Photo credit: fox59.com

Seemingly not a day goes by without another incumbent House Republican announcing that he will not be running for re-election this year. Yesterday it was 7-term moderate Republican Larry Bucshon of Indiana deciding to hang it up at the end of the year. These announcements are causing significant pearl-clutching among GOP voters who are beginning to anticipate a 2018-style annihilation in the House; Republicans lost 41 seats that November (plus one more in a prior special election) and went from a 47-seat majority to a 37-seat deficit.

Contributing to the disaster in 2018, the pearl-clutchers believe, was a spate of Republican retirements and resignations. Now history seems to be repeating itself here in 2024 and the same result as happened in 2018 is expected by some. Worse yet, this time the GOP is starting with only a minimal numerical advantage in the House, and they will lose control even if a mere handful of flips occur.

There may be some justification for the fear, and surely the tribe of media controllers and gaslighters will continue to do all it can to assist in the demoralization of Republican voters on a 24/7 basis from now through November (actually, from now through eternity).

But facts are always preferable to emotions, so here are the facts about 2018 and the facts as they stand now regarding 2024:

In 2018, 34 Republican members of the House chose not to run for re-election, through retirements or by opting to run for a different office. Eighteen Democrat incumbents also declined to run again. An additional 17 Republicans and 3 Democrats not only failed to seek re-election, they actually resigned and left Congress mid-term during 2017 and 2018. Of the total of 51 Republicans who bailed, 13 of them were replaced by Democrats. That damage was offset slightly by 2 Republicans who picked up Democrat seats, both of those in Minnesota. The net loss of 11 seats due to retirements was insufficient by itself to flip the House. But it helped quite a lot.
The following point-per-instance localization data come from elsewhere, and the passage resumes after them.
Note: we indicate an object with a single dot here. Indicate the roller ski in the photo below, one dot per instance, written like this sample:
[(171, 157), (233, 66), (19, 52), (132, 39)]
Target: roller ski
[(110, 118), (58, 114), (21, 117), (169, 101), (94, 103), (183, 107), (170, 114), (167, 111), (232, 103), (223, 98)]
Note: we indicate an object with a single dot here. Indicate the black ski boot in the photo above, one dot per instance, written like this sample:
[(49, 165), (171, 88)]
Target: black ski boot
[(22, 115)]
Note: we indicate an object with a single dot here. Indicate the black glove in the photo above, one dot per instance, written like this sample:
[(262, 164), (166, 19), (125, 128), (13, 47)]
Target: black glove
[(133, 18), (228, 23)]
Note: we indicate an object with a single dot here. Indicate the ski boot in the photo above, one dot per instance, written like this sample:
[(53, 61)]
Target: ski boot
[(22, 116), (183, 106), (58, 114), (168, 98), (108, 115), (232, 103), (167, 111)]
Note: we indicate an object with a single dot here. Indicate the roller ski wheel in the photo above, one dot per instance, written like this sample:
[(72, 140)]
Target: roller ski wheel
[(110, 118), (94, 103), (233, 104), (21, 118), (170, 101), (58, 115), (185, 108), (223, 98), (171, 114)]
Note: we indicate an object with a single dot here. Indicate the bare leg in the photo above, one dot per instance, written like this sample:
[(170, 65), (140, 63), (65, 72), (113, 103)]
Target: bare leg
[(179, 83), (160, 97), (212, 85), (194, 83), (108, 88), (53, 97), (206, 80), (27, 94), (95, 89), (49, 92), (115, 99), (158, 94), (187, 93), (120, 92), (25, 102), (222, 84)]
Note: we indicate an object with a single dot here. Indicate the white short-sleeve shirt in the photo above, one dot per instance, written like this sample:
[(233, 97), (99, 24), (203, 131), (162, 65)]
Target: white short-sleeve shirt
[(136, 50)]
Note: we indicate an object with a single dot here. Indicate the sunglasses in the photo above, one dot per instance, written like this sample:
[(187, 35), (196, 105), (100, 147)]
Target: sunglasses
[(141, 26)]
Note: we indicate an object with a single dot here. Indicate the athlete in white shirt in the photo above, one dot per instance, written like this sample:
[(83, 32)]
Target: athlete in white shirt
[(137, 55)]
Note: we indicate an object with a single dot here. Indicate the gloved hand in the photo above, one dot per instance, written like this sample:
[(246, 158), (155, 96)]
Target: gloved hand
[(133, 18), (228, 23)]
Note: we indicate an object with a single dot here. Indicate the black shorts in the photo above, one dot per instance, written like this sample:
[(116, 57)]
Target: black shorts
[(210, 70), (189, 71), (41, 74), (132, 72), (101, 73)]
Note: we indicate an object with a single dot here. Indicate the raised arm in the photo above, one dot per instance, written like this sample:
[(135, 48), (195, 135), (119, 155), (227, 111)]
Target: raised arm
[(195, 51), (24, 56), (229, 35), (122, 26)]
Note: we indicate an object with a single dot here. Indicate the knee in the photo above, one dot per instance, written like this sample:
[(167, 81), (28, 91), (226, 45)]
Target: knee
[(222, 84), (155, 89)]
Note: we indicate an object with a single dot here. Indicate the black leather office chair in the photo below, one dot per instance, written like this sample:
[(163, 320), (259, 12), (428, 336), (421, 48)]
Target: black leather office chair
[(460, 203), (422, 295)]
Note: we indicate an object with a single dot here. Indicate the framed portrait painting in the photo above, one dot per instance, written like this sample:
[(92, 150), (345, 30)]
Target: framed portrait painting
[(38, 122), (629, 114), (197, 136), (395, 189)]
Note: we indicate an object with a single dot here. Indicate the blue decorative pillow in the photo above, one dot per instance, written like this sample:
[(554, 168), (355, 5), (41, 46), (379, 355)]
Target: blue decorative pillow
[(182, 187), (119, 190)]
Maybe that was the whole idea.



Many of the Fainthearted Fifty-One were squishy liberal or "moderate" Republicans who in 2017 and 2018 found themselves caught between a rock and a hard place. Being on the left flank of the Republican party, they despised President Trump to varying degrees and were not pleased to be in a position where many of their constituents, and the conservative GOP base as a whole, expected them to help Trump's legislative agenda. Their own agenda was to do their best to ensure that Trump would be a one-term President.

The squishes had an unpalatable choice to make about running again: they could run and risk being embarrassed at the polls, since they felt that the 2018 midterms were shaping up to be a bloodbath; or they could run and maybe win. However that outcome would perhaps be even more unpalatable than losing -- what with Trump still in the White House. Congressmen have massive egos too, just like senators and presidents, and Trump was using up all the oxygen in the room. Giving up a powerful, lucrative and cushy job is not an easy thing to do, and these squishes were truly on the horns of a dilemma: how best to stop Trump?

Thanks to Trump's media-driven unpopularity, the 2018 midterms were indeed heading in the direction of a rout at the polls. The decision to go in the tank was likely made at the highest levels of the dominant liberal wing of the GOP. The RINOs, who are never comfortable in the majority anyway, greatly preferred to sacrifice control of the House after 2018 -- by sacrificing several Republican members -- in order to no longer be in a position to help the President. By conceding and even welcoming defeat, the GOP liberals also terminated expectations from pesky conservative voters ("What can we do? We don't have control anymore! Please send us money!"). This maneuver not only thwarted the Trump agenda in Congress, but began the Trump persecution which commenced as soon as the new Congress was sworn in during January of 2019.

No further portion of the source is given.